Lalu, tak ada prioritas obyek dan subyek reforma
agraria untuk memastikan sejalan dengan tujuan-tujuan reforma agraria di
Indonesia. Belum lagi, spirit reforma agraria dalam RUU itu sangat parsial–
sebatas bab reforma agraria. Ia tak tercermin di bab-bab lain terkait
rumusan-rumusan baru mengenai hak atas tanah–hak pengelolaan, hak milik, HGU,
HGB, hak pakai– dan pendaftaran tanah, pengadaan tanah, bank tanah, maupun
pengadilan pertanahan.
Kelima, kekosongan penyelesaian konflik agraria.
RUU ini, tak mengatur penyelesaian konflik agraria struktural di semua sektor.
RUU ini menyamakan konflik agraria dengan sengketa pertanahan biasa, yang
rencana penyelesaian melalui mekanisme win-win solution atau
mediasi, dan pengadilan pertanahan.
Padahal, menurut mereka, karakter dan sifat konflik
agraria struktural bersifat extraordinary crime. Ia berdampak
luas secara sosial, ekonomi, budaya, ekologis dan memakan korban nyawa. “Perlu
sesegera mungkin, terobosan penyelesaian konflik agraria dalam kerangka reforma
agraria. Bukan melalui pengadilan pertanahan.”
Keenam, masalah sektoralisme pertanahan dan
pendaftaran tanah. Pendaftaran tanah dalam RUU ini bukan terjemahan dari
pendaftaran tanah seperti UUPA 1960 yang berisi tentang kewajiban pemerintah
mendaftarkan seluruh tanah di wilayah Indonesia, mulai desa ke desa.
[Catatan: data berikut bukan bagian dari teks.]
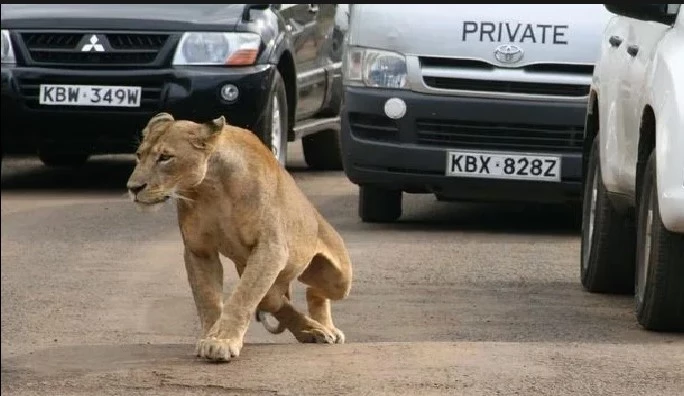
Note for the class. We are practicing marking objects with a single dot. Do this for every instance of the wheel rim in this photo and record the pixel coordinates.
(591, 221)
(276, 130)
(644, 259)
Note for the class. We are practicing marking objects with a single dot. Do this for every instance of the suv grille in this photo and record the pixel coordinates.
(491, 135)
(109, 49)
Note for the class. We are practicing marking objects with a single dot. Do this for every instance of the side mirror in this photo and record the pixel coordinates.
(249, 7)
(661, 13)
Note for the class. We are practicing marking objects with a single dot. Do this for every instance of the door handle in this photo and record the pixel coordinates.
(632, 49)
(615, 41)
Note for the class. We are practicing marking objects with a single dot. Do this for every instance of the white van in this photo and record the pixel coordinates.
(467, 102)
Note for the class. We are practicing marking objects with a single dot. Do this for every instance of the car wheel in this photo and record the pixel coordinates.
(54, 159)
(322, 150)
(378, 205)
(659, 295)
(274, 128)
(607, 252)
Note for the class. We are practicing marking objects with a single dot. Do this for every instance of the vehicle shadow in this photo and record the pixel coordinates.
(99, 174)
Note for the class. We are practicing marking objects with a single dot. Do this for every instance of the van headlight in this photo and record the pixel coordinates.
(7, 50)
(211, 48)
(375, 68)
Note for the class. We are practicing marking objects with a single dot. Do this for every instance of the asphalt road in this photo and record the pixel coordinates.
(453, 299)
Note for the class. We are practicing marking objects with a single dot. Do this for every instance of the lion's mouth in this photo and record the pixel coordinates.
(153, 201)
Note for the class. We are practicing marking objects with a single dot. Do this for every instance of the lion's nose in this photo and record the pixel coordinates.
(136, 187)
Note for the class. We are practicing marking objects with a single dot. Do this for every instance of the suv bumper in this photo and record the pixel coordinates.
(191, 93)
(399, 155)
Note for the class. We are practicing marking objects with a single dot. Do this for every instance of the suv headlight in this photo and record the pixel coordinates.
(7, 50)
(375, 68)
(229, 49)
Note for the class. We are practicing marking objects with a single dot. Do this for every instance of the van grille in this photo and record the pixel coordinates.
(507, 86)
(499, 135)
(456, 67)
(373, 127)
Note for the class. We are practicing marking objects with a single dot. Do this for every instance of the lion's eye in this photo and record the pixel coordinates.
(164, 157)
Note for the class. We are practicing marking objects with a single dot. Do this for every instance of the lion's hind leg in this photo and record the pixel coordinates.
(329, 277)
(305, 329)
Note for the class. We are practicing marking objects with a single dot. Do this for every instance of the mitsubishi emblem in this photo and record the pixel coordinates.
(93, 45)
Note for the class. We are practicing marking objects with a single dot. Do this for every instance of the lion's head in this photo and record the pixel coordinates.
(171, 158)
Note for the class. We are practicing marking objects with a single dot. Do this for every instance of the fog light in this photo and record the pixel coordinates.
(229, 92)
(395, 108)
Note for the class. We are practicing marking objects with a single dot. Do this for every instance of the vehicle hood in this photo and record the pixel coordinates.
(557, 33)
(121, 16)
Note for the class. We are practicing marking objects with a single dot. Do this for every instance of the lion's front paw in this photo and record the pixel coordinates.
(218, 349)
(339, 335)
(314, 332)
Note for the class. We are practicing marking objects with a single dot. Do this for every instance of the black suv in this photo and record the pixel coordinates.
(84, 79)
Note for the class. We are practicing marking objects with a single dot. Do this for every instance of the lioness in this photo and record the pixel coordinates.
(234, 198)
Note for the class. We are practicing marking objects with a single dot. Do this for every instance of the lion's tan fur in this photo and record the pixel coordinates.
(235, 199)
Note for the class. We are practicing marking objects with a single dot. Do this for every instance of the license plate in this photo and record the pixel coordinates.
(89, 95)
(503, 166)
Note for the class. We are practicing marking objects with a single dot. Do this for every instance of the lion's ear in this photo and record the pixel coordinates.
(208, 132)
(155, 119)
(216, 125)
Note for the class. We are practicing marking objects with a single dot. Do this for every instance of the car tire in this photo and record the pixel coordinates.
(379, 205)
(659, 295)
(322, 150)
(274, 129)
(54, 159)
(608, 237)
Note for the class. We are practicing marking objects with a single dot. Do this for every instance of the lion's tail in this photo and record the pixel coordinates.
(270, 327)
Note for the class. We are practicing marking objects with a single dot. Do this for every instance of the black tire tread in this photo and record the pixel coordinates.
(663, 307)
(612, 260)
(322, 150)
(377, 205)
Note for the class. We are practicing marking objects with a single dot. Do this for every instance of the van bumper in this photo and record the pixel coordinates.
(409, 154)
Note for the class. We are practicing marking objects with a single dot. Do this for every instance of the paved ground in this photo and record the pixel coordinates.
(451, 300)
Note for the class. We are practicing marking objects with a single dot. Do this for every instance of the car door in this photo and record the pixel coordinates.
(640, 46)
(303, 22)
(613, 63)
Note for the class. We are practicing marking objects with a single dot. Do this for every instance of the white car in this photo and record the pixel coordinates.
(633, 208)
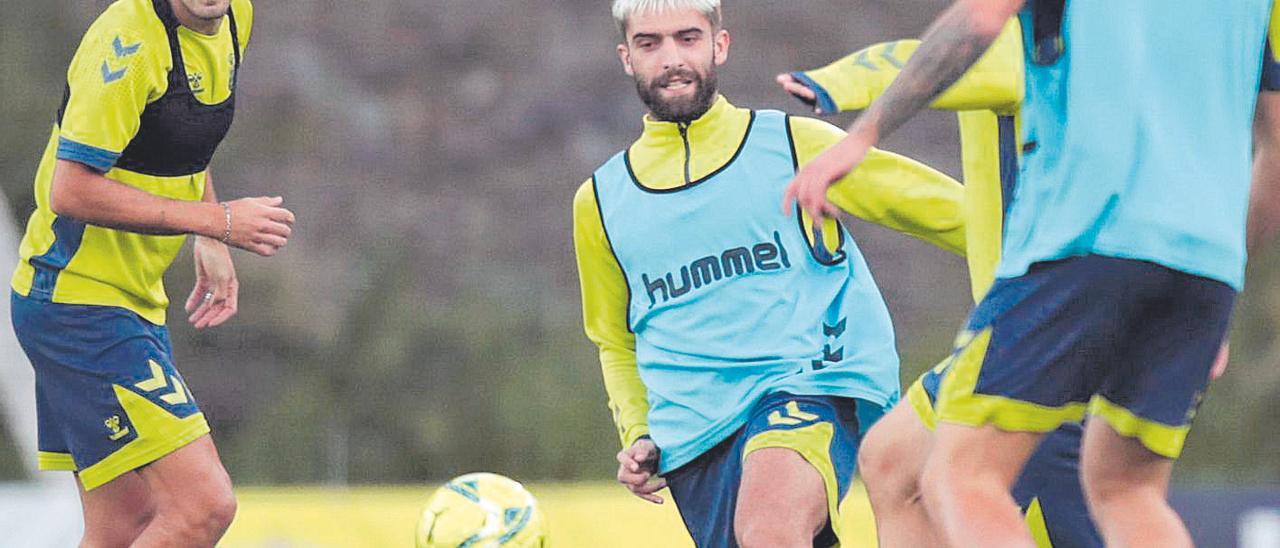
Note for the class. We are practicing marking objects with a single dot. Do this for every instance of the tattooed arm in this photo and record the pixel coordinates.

Tujuannya,
Indonesia memiliki data agraria akurat dan lengkap guna penetapan arah strategi
pembangunan nasional dan pemenuhan hak-hak agraria masyarakat.
Dalam RUU Pertanahan ini, semata-mata percepatan
sertifikasi tanah dan diskriminatif terhadap wilayah konflik agraria, wilayah
adat, dan desa-desa yang tumpang tindih dengan konsesi kebun dan hutan.
Masalah lain, sebut pernyatan ini, cita-cita administrasi
pertanahan yang tunggal–satu pintu, single land administration—
sulit dicapai, bila RUU tak berlaku di seluruh wilayah Indonesia.
Ketujuh, pengingkaran hak ulayat masyarakat adat.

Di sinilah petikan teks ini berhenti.